Velvet Cacoon chronology
|  | Dextronaut (2002) | Genevieve (2004) |

= Dextronaut =

2002 studio album by Velvet Cacoon

Dextronaut is the first album by the black metal band Velvet Cacoon, released in 2002 via peer-to-peer platforms. The band claims to have originally recorded and released the album in 1998, but this has been verified by SGL as a lie.

Dextronaut was re-mastered and re-released as a double disc set by Full Moon Productions in December 2006. The first disc does not include tracks 8 and 10. The second disc is three ambient tracks. The discs were lost in the mail, but were later recovered and shipped out again.

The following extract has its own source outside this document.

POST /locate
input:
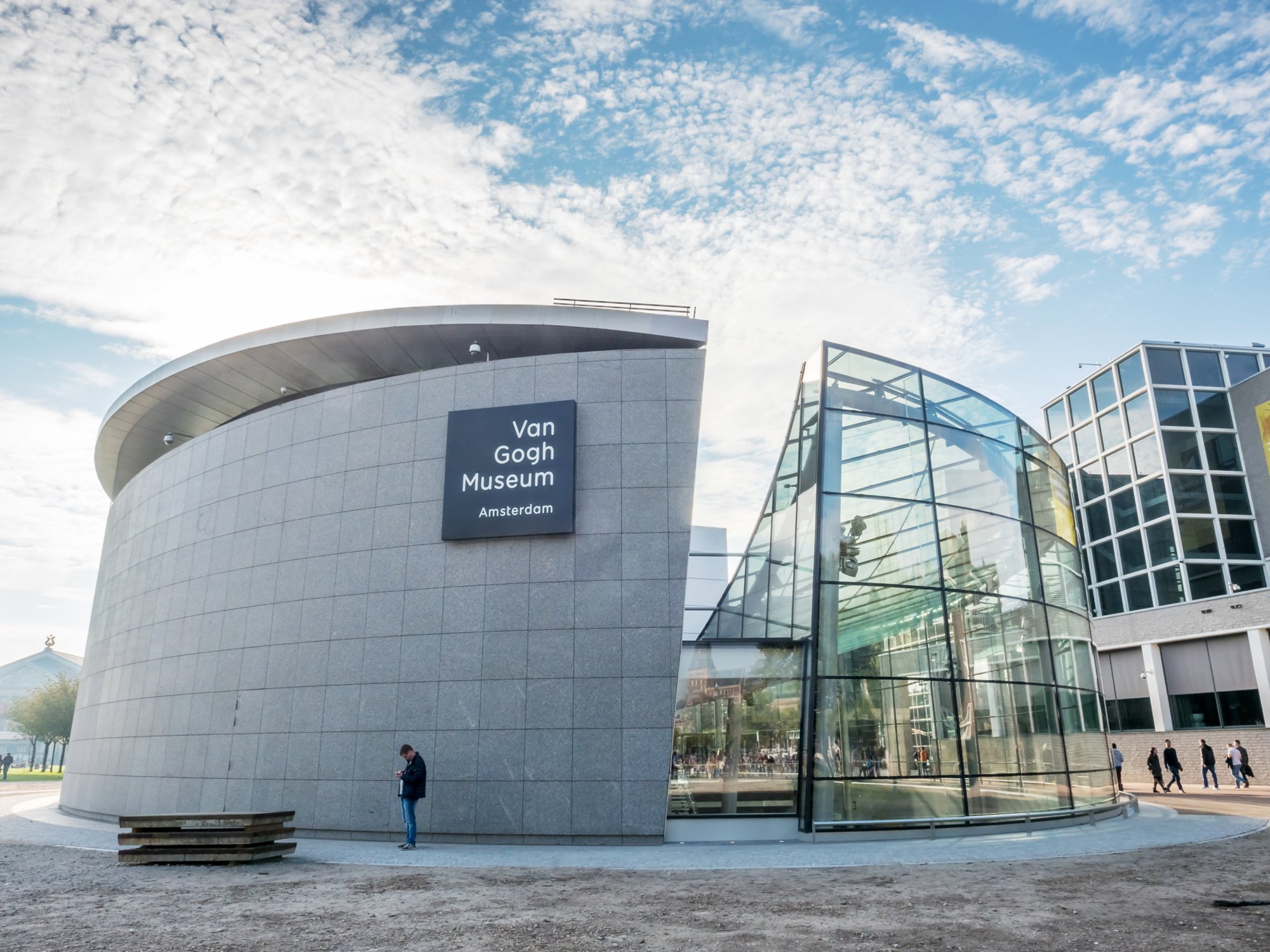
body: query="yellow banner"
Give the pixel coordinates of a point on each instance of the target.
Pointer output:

In 2010, Khrysanthoney released the album as it was originally made with no remastering and with all ten tracks included. This release did not include the second disc of ambient songs.

==Track listing==
All songs written by Velvet Cacoon.

1. "Bloodletting" - 1:25
2. "Infinite Plateau" - 3:26
3. "Nest Of Hate" - 5:38
4. "Perched On A Neverending Peak" - 7:08
5. "Setting Off The Twilights" - 4:31
6. "A Year Of Decembers" - 5:55
7. "Reverie" - 3:27
8. "Starlit Seas Of Angel Blood" - 4:21
9. "World Untouched By Mankind" - 2:48
10. "When The Purest Flesh Is Alive in a Heart Full of Hate" - 4:56

Disc Two (2006 CD re-release)

1. "Velorum" - 22:27
2. "Ambient Planet" - 29:04
3. "Nighttime Ice Horizon" - 20:21

==Personnel==
- Velvet Cacoon - All

== Reception ==
The album generally received negative reviews. Metal Crypt and Toilet ov Hell gave negative reviews, with ToH noting it is one of the lowest rated atmospheric black metal albums on RateYourMusic. The Sound Projector gave a more positive review, praising the "pop-oriented BM edge."